Pour faire votre sac (à lire jusqu'au bout):
Laissez votre téléphone portable à la maison.
Nous avons équipé la Phare avec :
- un lit de camp, une table, une chaise, un réchaud des toilettes sèches.
- de la lumière
- nous avons mis une bouilloire, des thermos, une cafetière à piston, une poêle, une casserole, un limonadier, un ouvre-boîte, une assiette, un verre, des couverts, un baquet pour la vaisselle, du produit, un torchon.
- nous avons mis du thé, du café, du déca, des tisanes
- il y a un jerrican avec de l'eau potable.

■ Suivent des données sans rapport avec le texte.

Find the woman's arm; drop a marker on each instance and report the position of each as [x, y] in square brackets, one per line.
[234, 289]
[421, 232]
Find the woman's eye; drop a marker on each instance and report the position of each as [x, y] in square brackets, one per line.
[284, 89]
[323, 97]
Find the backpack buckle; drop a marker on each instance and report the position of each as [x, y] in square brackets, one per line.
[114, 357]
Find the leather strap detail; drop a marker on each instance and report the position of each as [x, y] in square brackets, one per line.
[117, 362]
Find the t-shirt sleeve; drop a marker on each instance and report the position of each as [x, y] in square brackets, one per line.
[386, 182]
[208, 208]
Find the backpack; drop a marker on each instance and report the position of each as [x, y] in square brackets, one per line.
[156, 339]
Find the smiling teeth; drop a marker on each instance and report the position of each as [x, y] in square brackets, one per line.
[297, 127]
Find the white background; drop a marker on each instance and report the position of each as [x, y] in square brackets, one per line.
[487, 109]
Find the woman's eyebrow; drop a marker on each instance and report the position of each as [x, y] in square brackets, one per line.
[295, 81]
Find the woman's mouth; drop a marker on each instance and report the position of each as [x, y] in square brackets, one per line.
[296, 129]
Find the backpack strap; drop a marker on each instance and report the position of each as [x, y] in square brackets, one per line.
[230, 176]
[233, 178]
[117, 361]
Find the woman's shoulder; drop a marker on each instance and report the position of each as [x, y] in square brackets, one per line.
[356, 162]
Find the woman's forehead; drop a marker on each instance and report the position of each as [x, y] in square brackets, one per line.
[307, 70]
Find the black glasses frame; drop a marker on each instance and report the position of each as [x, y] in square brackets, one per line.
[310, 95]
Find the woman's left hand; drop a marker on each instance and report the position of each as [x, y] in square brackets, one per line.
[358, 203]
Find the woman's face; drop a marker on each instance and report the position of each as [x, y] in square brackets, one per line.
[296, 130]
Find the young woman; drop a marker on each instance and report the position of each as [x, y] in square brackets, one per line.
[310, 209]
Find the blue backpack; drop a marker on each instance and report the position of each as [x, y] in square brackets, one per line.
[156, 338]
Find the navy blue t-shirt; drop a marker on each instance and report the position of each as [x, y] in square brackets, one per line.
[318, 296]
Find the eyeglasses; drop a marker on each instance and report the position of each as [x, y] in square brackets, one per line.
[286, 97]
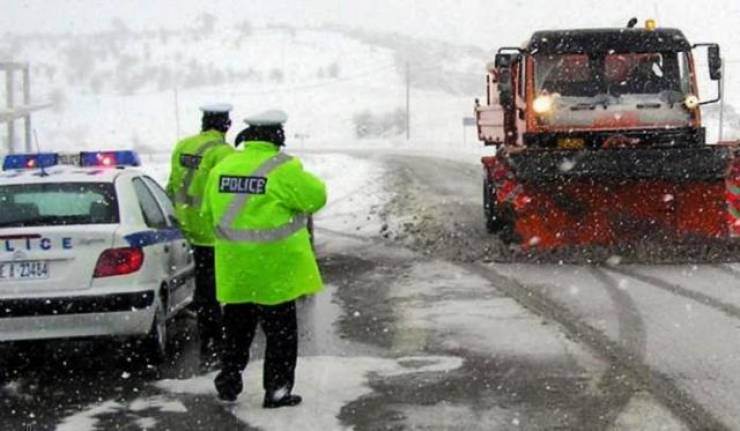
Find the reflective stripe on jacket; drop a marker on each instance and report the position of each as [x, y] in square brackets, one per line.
[257, 201]
[192, 160]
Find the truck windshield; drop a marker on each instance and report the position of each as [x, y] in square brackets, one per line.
[57, 204]
[614, 89]
[582, 75]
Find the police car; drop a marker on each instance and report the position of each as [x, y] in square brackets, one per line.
[90, 249]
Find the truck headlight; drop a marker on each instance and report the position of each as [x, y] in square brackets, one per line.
[542, 104]
[691, 101]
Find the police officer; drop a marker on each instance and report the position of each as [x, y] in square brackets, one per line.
[259, 201]
[192, 160]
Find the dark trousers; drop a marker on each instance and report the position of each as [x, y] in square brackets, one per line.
[279, 324]
[210, 326]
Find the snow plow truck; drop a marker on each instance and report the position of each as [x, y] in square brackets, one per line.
[599, 142]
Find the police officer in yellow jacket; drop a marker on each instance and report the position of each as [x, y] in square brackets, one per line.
[192, 160]
[259, 201]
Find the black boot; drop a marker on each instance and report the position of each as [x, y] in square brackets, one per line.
[273, 401]
[228, 385]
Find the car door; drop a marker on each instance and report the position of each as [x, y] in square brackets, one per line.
[183, 284]
[161, 250]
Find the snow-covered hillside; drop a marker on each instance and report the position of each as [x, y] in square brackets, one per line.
[120, 89]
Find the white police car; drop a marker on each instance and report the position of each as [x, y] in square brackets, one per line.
[91, 249]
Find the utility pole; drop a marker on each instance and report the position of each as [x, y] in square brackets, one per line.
[177, 115]
[408, 101]
[13, 112]
[10, 104]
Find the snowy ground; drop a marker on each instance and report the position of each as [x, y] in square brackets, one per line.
[404, 337]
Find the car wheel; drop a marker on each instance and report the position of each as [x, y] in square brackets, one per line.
[155, 347]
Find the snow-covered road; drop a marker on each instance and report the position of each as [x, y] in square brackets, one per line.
[417, 329]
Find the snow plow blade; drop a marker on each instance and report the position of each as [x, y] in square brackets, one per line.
[620, 198]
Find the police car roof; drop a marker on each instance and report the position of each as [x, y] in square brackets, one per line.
[65, 174]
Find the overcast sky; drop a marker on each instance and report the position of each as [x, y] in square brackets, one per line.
[464, 21]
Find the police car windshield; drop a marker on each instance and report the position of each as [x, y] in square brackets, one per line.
[57, 204]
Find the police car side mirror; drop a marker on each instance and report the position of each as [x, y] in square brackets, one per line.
[174, 221]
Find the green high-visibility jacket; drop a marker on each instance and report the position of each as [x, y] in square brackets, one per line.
[192, 160]
[263, 252]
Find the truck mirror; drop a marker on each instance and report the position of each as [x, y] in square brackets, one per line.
[505, 89]
[503, 60]
[715, 62]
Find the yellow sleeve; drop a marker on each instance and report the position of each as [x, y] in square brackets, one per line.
[300, 190]
[206, 210]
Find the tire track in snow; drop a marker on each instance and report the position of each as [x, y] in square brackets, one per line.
[676, 289]
[624, 364]
[628, 372]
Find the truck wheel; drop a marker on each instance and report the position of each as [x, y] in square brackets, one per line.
[507, 226]
[494, 223]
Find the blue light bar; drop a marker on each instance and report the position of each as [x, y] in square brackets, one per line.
[109, 158]
[30, 161]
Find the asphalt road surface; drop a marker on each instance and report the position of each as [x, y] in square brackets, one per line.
[421, 328]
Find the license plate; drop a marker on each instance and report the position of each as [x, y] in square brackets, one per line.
[570, 143]
[19, 271]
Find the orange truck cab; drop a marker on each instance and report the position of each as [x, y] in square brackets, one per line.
[599, 141]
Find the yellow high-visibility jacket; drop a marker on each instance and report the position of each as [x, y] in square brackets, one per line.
[258, 201]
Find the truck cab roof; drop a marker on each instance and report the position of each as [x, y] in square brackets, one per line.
[620, 40]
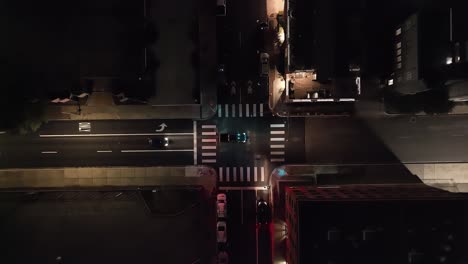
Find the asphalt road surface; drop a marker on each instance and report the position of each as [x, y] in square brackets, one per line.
[247, 242]
[272, 142]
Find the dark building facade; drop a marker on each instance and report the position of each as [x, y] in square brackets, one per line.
[410, 223]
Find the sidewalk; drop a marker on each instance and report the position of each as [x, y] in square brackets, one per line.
[107, 177]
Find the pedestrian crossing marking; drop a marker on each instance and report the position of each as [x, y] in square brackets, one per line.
[208, 147]
[277, 132]
[277, 153]
[277, 146]
[241, 174]
[277, 139]
[276, 125]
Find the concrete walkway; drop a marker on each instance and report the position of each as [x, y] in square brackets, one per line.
[107, 177]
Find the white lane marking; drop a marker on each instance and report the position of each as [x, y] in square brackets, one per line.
[277, 139]
[276, 146]
[276, 125]
[195, 158]
[116, 135]
[154, 150]
[277, 153]
[208, 147]
[277, 132]
[277, 160]
[206, 140]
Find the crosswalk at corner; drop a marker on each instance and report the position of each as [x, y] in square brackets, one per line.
[240, 110]
[241, 174]
[209, 144]
[277, 143]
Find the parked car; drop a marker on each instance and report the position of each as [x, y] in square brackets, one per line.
[263, 212]
[221, 232]
[222, 257]
[221, 7]
[221, 205]
[158, 142]
[264, 64]
[236, 138]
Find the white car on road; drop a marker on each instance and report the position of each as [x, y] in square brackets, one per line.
[221, 232]
[221, 207]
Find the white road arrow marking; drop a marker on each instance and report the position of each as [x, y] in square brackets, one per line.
[161, 127]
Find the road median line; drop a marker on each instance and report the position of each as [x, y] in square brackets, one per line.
[115, 135]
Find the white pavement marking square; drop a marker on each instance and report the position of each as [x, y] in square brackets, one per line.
[209, 140]
[277, 160]
[195, 161]
[276, 125]
[277, 139]
[277, 153]
[277, 132]
[208, 147]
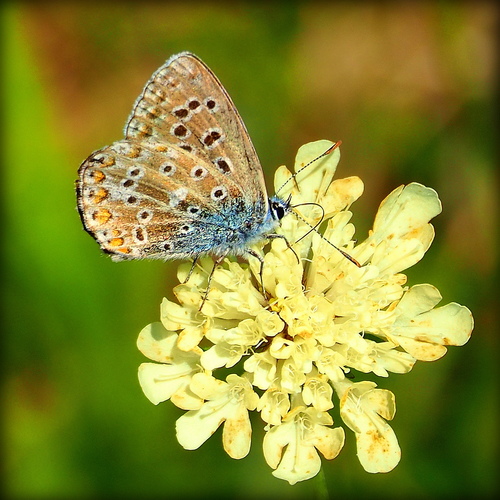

Vous devez apporter votre nourriture.
Vous devez apporter votre couchage et des vêtements adaptés (il peut faire froid et humide, le Phare n'est pas chauffé).
Nous conseillons des bottes ou des chaussures qui tiennent aux pieds (pas de tongs/claquettes) et des vêtements étanches si vous avez pour le zodiac... et une paire de chaussettes et chaussures de rechange.
Vous devez apporter le matériel pour l'expression de votre ressenti.
Nous avons installé de l'électricité au cas ou vous utiliseriez un appareil. Mais n'imaginez pas y brancher un chauffage, l'énergie vient des panneaux solaires.
Nous avons un sac étanche de 60 litres pour le transfert au sec de vos affaires.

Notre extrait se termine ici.